Les séries policières ne ressemblent en aucun point à la réalité du terrain en criminologie
Il est nécessaire de suivre un cursus spécifique pour faire de la criminologie
En France, la criminologie n’est pas encore reconnue au niveau universitaire, et ce retard se reporte sur les professions qui pourraient y être associées : le titre de criminologue n’est pas reconnu ni protégé par la loi, et n’importe qui peut s’en servir.
Les métiers liés au milieu de la criminologie sont donc effectués par des professionnels issus d’autres disciplines : sciences de l’éducation, sciences sociales pour les Conseillers Pénitentiaires d’Insertion et de Probation, droit pour les professionnels de la justice, médecine pour les médecins légistes et les psychiatres réalisant des expertises, psychologie pour les psychologues experts et ceux soutenant ponctuellement les commissariats, informatique pour les personnes chargées d’analyser des données, police, etc. Il existe tout simplement plusieurs métiers dans le champ de la criminologie. Bien sûr, il est regrettable qu’une partie de ces professionnels n’ait jamais bénéficié d’enseignements en criminologie au cours de sa formation.
En étudiant la criminologie, on peut devenir profiler et aider la police dans ses enquêtes
Contrairement à ce que de nombreux médias laissent entendre, « profiler » n’est pas un métier qui existe. Le profilage, connu depuis longtemps dans les pays anglo-saxons, est une discipline qui n’a pas encore démontré son efficacité au niveau scientifique (même si des études sont en cours, et qu’elle cherche à devenir une discipline expérimentale, comme les autres disciplines scientifiques).

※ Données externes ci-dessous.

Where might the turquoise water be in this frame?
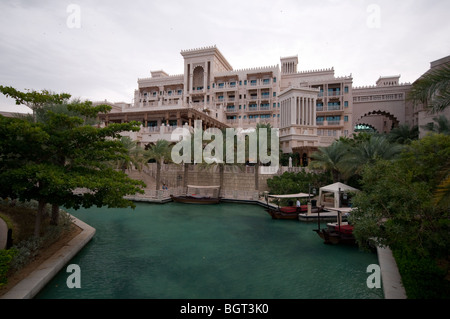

Les criminologues qui veulent remplir la fonction de profileur ne sont appelés qu’en dernier recours par les enquêteurs, lorsque le travail de l’enquête n’amène plus aucune piste, et que les voies de recours s’apprêtent à expirer (les téléphiles reconnaitront l’appellation de « cold case »), afin d’éviter d’entraîner les enquêteurs vers une fausse piste ou une erreur judiciaire. Ces professionnels emploient en effet des méthodes pseudo-scientifiques. Si nos connaissances étaient suffisantes pour faire du profilage (identifier le profil de la personne qui a commis une infraction à partir de caractéristiques de l’infraction), il s’agirait simplement d’une analyse statistique, qui ne nécessite pas l’intervention d’un psychologue. De plus, la littérature scientifique montre que toutes les infractions peuvent être commises par n’importe qui, et il n’existe donc jamais de « profil-type » de criminels.
La psychocriminologie permet d’évaluer le fonctionnement psychologique ou le risque de récidive d’un criminel, et de proposer une prise en charge pour les faire évoluer, mais ne contribue pas à l‘élucidation du crime comme la criminalistique. On ne peut par exemple pas détecter le mensonge, même à l’aide des méthodes de recherche les plus poussées. Le psychologue criminologue n’intervient donc pas avec les policiers lors de l’enquête, mais plus tard dans la chaîne pénale.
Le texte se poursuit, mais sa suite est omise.